For my first Spotlight interview, I had the opportunity to speak with Dr. Sarah Lockwood, a social scientist and lecturer at the Center for Development Studies at the University of Cambridge. Dr. Lockwood’s research focuses on political violence and other forms of democratic accountability, particularly in the context of developing countries. In her interview, she discussed the dynamics behind why people protest, how some protests turn violent, whether protests can effectively hold governments and corporations accountable, as well as Dr. Lockwood’s personal journey from journalism into academia.
Despite the uprisings against racial injustice in the United States and globally in the summer of 2020, we still live in a world where structural inequities negatively impact many lives. My interest in Dr. Lockwood’s work comes from wanting to understand why, even when people mobilize at massive scales, social movements often struggle to enact necessary changes. On that note, Dr. Lockwood’s research on protests, one of the ways social movements demand change, points out the many costs to organizing successfully, such as sharing information and gathering enough people who support the cause and believe their actions will bring about change. In other words, protests are rarely spontaneous, and may need months, perhaps years, of advanced planning and coordination to be successful. Unfortunately, marginalized communities will often face challenges gathering the resources necessary to mobilize even as they may be facing the worst deprivations. Moreover, protests from these communities, such as in informal settlements in the developing world, are unlikely to receive attention from the media or local councilors unless they are disruptive enough, such as using barricades or damaging private property. While I remain committed to nonviolence, acknowledging the disparities that protestors from marginalized communities face in having their voices heard is crucial to designing effective nonviolent protest strategies.

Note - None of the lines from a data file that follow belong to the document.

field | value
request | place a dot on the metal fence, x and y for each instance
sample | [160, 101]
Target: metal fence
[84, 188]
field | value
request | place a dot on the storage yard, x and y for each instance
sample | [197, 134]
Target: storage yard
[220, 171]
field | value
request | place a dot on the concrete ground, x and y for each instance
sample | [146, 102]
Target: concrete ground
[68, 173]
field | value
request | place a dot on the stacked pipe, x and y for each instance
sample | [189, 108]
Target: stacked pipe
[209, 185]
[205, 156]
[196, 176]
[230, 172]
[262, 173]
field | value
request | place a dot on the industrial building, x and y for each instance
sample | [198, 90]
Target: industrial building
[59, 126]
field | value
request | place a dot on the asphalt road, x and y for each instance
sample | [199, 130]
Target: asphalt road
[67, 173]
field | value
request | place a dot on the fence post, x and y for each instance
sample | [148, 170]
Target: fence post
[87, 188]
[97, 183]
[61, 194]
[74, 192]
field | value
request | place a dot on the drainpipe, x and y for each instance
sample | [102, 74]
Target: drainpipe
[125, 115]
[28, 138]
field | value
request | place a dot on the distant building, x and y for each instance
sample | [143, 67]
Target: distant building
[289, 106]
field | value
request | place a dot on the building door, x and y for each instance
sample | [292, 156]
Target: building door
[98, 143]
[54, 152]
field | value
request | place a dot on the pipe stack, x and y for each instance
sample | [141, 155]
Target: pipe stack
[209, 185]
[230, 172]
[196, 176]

I appreciate how Dr. Lockwood’s research can help us look at the dynamics of protest activity more objectively. As an academic, Dr. Lockwood strives to keep her research relevant to a public audience through consultancy work and engaging the communities she studies with her research findings. I found our conversation thought-provoking, and I hope you will too.
Article Discussed in Interview: Lockwood, S. J. (2022). Protest Brokers and the Technology of Mobilization: Evidence from South Africa. Comparative Political Studies, 55(4), 628–656.